Und jetzt ernsthaft! Gibt es keine anderen Dinge im Leben? Muss ich mich echt über SO ETWAS aufregen, wo es so vielen Menschen auf dieser Welt so schlecht geht? Muss ich dazu beitragen, dass es einfach noch mehr Leuten mies geht, indem ich sie mit Dreck bewerfe? Wirklich?
Ich weiß, das trifft nicht auf alle Menschen zu. Ich habe 7000€ und fünf Sponsoren für  Schulkinder innerhalb von neun Monaten hier aufgetrieben. Und das war nicht mein Verdienst, sondern der meiner Familie in Österreich und von Freunden, die sich so unheimlich viel Mühe gemacht haben. Und dafür kann ich nicht oft genug Danke sagen. Und ich sollte die Charakterstärke besitzen, das zu sehen und nicht Shitstorms gegen irgendwelche Leute. Oder Posts die stolz mitteilen, letzten Abend 100€ für Alkohol rausgeworfen zu haben. 100€ ist ein Volksschuljahr in einer guten Schule für ein Kind hier in Kenia. Und in einer nicht so Guten kann ein Kind damit sogar vier Jahre zur Schule gehen. Gehen wir doch mal Shoppen für 300€ und kaufen uns noch mehr Gewand, das wir nicht brauchen. Damit haben wir dann in einem Tag ein Jahr Highschool auf den Kopf gehauen.

S c h ö n !

Ich habe mich bis jetzt vor solchen Texten gehütet. So „Die Welt ist schlecht und ihr dürft euch nix gönnen und überall verhungern Kinder“. Man soll sich nicht schlecht fühlen weil man in einer besseren Situation geboren wurde als andere. Man soll sich auch nicht schlecht fühlen, wenn man sich mal ein teures Kleidungsstück kauft, das einem richtig gut gefällt. Wenn man mal essen geht, oder ausgeht, oder sich verwöhnt. Das ist nicht falsch. Aber dieses ignorante, verschwenderische, kopflose Leben, das viele führen, da will ich kotzen. Direkt vor ihre Füße, direkt auf die sauteuren Markenschuhe auf die sie sich so viel einbilden. Ich weiß, dass das hier kein einziger Mensch lesen wird, der es lesen sollte. Weil die interessieren sich nicht für so etwas. Leben in ihrer eigenen kleinen Welt, ihr Leben kann furchtbar hart sein, vielleicht wurden sie verlassen oder haben sich mit den besten Freunden gestritten. Das ist natürlich ein sehr schwerer Schlag und das muss ich mit der breiten Öffentlichkeit teilen.

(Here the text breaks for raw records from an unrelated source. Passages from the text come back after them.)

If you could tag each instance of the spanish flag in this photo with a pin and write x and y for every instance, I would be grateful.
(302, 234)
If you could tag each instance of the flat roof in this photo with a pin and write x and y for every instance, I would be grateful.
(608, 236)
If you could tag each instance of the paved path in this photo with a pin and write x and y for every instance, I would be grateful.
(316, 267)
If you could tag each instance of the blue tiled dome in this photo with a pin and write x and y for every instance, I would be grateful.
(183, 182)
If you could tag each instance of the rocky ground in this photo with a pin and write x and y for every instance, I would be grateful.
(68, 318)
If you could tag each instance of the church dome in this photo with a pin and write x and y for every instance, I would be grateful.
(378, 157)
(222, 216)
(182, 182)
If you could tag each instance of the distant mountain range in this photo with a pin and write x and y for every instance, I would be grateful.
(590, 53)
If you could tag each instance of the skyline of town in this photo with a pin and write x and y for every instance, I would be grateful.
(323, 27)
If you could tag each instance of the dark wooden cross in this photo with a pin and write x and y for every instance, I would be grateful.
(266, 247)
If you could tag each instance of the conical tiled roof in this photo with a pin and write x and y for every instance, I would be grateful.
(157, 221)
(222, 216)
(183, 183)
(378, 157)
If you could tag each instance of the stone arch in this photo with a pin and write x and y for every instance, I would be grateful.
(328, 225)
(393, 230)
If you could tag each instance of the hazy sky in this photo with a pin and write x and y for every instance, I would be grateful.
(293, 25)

Und ich, ja, ich bin blöd genug, mir das immer wieder zu geben, mich einzuloggen in diesem „Sozialen Netzwerk“ (ist es denn wirklich sozial?) und mich gierig nach Tratsch durch die Neuigkeiten zu fressen, bis ich mich wieder überessen habe und mir einfach nur schlecht ist. Weil eine kleine Ausflucht in diese künstliche, aufgesetzte Welt, die Facebook geschaffen hat, tut manchmal gut nach den Erlebnissen, die ich hier machen darf. Weil ich hier ja auch abgekapselt lebe, und viele Sachen einfach ausblende, weil ein Leben sonst nicht möglich wäre. Ich kann Elend sehen, wie es schlimmer nicht geht, und es berührt mich nicht mehr. Das heißt nicht, dass ich kalt oder emotionslos bin. Ich kann immer noch bei traurigen Büchern oder Filmen heulen und ich fühle mit Anderen. Aber wie soll man sonst irgendwie glücklich sein? Ich blende Elend also aus und lasse es mich nicht zerstören, aber ich vergesse es nicht. Und das tun aber zu viele: vergessen. Ich sage nicht, dass jeder von uns ein Leben voll Traurigkeit führen soll und seine gesamte Energie in die Verbesserung der Welt stecken muss. Aber ab und zu mal nachdenken. Und vielleicht die 20€, die ich für ein weiteres Leiberl ausgegeben hätt, jemandem zugute kommen lassen, der es wirklich braucht. Das ist nicht viel für uns. Aber für viele Leute schon.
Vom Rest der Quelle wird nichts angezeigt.